Bloodworms (now too small for the P's but still good feeder, tetra, and guppie food is like $4 for a container a little smaller then a can of soda.


----------



## bubba_519 (Dec 13, 2003)

I'm in canada and for the cost of fish alone, I can get 4 red bellies for 30$.


----------



## traumatic (Jan 29, 2003)

I pay: $0.10-$0.15 for feeders (each).

3 rbp for $15 @ 1/2 inch or 13mm


----------



## pamonster (Jun 26, 2003)

I'm in Iowa, USA. I got my reds when they were the size of a dime and they cost me $9 each.
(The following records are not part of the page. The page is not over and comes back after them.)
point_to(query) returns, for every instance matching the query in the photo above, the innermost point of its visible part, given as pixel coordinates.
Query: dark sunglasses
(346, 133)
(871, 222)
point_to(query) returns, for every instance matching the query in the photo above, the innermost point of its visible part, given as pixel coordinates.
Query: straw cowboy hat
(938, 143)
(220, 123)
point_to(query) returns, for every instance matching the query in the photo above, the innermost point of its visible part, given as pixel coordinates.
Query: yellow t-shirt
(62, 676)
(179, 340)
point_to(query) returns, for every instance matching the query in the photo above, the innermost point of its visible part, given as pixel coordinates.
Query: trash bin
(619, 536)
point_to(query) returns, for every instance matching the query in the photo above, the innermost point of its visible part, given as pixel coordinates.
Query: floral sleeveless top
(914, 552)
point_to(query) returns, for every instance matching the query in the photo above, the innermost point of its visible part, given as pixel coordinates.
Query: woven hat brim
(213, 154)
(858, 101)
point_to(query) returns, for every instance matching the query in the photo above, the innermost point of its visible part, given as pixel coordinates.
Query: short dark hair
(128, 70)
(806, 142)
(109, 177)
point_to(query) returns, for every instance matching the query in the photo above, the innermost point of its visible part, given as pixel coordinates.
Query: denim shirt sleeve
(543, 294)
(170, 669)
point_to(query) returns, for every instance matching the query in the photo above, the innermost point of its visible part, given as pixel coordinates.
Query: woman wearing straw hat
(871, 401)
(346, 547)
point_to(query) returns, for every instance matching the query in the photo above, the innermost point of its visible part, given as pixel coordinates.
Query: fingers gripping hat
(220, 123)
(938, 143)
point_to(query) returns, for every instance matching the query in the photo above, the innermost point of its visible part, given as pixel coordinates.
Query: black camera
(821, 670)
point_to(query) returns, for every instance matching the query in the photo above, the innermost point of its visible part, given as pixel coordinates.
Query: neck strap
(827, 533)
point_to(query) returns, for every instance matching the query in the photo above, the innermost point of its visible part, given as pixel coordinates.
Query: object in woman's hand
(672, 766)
Feeders here are $2 for 12, but the guy usually tosses in a few extra.


----------



## sccavee (Feb 11, 2003)

I pay $1 for 10 feeder comets about 2-3".


----------



## 1waypiranha (Nov 6, 2003)

here in ny..since P's are illegal i can get RBP--1"$8--2"$12--3"$20--6"$50......i can get feeders of any size for $.10 cents each...and fish fillets depends on size...i can get krill--for small=$6....medium=$12...large=$25...thats just about it


----------



## X-D-X (Jul 3, 2003)

Red's= $8.00 a piece
Feeders= $.12 a piece
Beefheart= $2.00 a pound
Shrimp= Depends on Season
Krill= $4.00 a 1/2 pound


----------



## Red Eyes (Nov 25, 2003)

Here in Canada (east coast) feeders cost 1" are 12 cents each and 2"-3" are 22 cents each (goldfish) ,rosy reds are 10 for $1.99. Red bellies (depending on size) 
1"-2" are around $11.99 a piece.


----------



## Seany B (Dec 12, 2003)

In Ontario I payed $15.99 Canadian for RBP's and just under $4 for a dozen large feeder comets about 2-3 sometimes 4 inches long.


----------



## WARDLE (Nov 18, 2003)

i pay about 8cents for each one and if i buy 50 they are 6cents each
sometimes i catch my own minnows


----------



## mrwilson99 (Jul 12, 2003)

5 bucks for 2 inchers (RBP)
1 buck for 20 feeders.


----------



## SonicDark (Apr 30, 2003)

In So Cal

$35 for baby Rhoms

$10 for baby Red Bellies

$6 for 100 smaller feeders

$6 for 50 large feeders


----------



## Terror_In_Side (Dec 16, 2003)

here P's are fairly pricey 2.5" rbp goes around 20 bucks and all you can get are red bellies so most people just order in.
Feeders are $0.25 more you buy the better the price.


----------